The source of that claim: the New York Post. 2018 offers vile surprises every day, but I hope you still have idealism enough for it to be a jolt to see a lefty issue doc starring Hillary Clinton borrow an alarmist headline tainted with the language of McCarthy talking commies or Trump himself targeting immigrants — a headline from a Rupert Murdoch paper, no less. Bash explains a moment later that some of these foreign agents might not even realize they’re foreign agents, but the film’s paranoid momentum doesn’t let nuance sink in. His words are little match for the music, the imagery, the sharklike surging toward the next troubling connection. Sometimes Bryan simply invents a connection, as if there weren’t enough already. One low point juxtaposes Trump’s crack about preferring war heroes who didn’t get captured with a clip of Putin saying in an interview that anyone who suffered what McCain did in Vietnam would likely have “gone nuts.” Two dudes both being assholes isn’t evidence of an international conspiracy. Why show us that nonsense rather than buckle down and truly nail down the flow of cash to the world’s many Trump Towers, or the efforts of Putin to overturn the Magnitsky Act, or the evidence linking the murders of journalists critical of Putin to him, or the players involved in the softening of the 2016 GOP platform on the subject of Russia’s seizure of Ukraine?

Bryan’s film inspires a state of conspiracy-minded agitation, to its own detriment. One talking head brings up the conspiracy theories surrounding the unsolved murder of Seth Rich, the employee of the Democratic National Committee whom the loathsome Sean Hannity has suggested was the real source of the hacked DNC emails that were released through WikiLeaks. The film invites us to scoff at the idea that this murder was no random occurrence, but for the previous 80 minutes it’s been insisting that no occurrence is random.
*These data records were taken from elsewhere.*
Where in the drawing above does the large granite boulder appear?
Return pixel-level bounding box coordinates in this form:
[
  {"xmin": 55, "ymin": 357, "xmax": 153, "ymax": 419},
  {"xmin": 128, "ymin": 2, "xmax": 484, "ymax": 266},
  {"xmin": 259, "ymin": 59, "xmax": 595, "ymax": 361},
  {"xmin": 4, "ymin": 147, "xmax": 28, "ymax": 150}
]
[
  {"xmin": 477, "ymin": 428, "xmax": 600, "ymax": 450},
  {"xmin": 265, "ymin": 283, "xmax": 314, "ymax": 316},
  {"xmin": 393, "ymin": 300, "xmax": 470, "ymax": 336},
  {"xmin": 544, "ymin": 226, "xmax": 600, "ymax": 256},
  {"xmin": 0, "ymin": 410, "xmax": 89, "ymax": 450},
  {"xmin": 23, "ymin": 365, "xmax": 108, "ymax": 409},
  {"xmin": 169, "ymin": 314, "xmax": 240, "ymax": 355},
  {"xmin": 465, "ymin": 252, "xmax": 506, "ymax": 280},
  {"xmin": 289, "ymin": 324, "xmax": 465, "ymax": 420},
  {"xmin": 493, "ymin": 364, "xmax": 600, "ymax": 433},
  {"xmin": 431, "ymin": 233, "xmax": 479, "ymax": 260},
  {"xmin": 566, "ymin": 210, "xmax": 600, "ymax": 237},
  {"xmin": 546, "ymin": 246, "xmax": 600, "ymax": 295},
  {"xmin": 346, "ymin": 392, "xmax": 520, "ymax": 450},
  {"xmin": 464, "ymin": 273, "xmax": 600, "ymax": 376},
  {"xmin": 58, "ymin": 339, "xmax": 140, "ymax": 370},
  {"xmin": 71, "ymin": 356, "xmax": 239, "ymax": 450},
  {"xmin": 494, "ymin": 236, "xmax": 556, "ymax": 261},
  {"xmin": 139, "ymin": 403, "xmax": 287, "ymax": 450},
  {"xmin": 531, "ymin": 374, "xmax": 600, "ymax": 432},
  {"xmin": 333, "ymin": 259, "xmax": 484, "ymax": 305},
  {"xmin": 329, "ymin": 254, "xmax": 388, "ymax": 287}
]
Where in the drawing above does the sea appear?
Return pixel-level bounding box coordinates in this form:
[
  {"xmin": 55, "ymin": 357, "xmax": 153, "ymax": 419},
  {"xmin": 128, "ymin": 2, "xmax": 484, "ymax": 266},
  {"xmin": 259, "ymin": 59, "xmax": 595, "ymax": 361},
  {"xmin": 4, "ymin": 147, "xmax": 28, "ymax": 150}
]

It invites precisely the mindset in which bullshit beliefs take root.

The problem becomes clearest when Bryan turns to the rash of vicious made-up troll stories that proliferated on social media during the 2016 campaign. These headlines are so outlandish that no thinking person should be quick to believe them. But so are the quite-likely true connections that Bryan makes throughout the film. Extraordinary claims demand extraordinary evidence. By presenting his case without it, Bryan makes that case look like it’s just more fake news.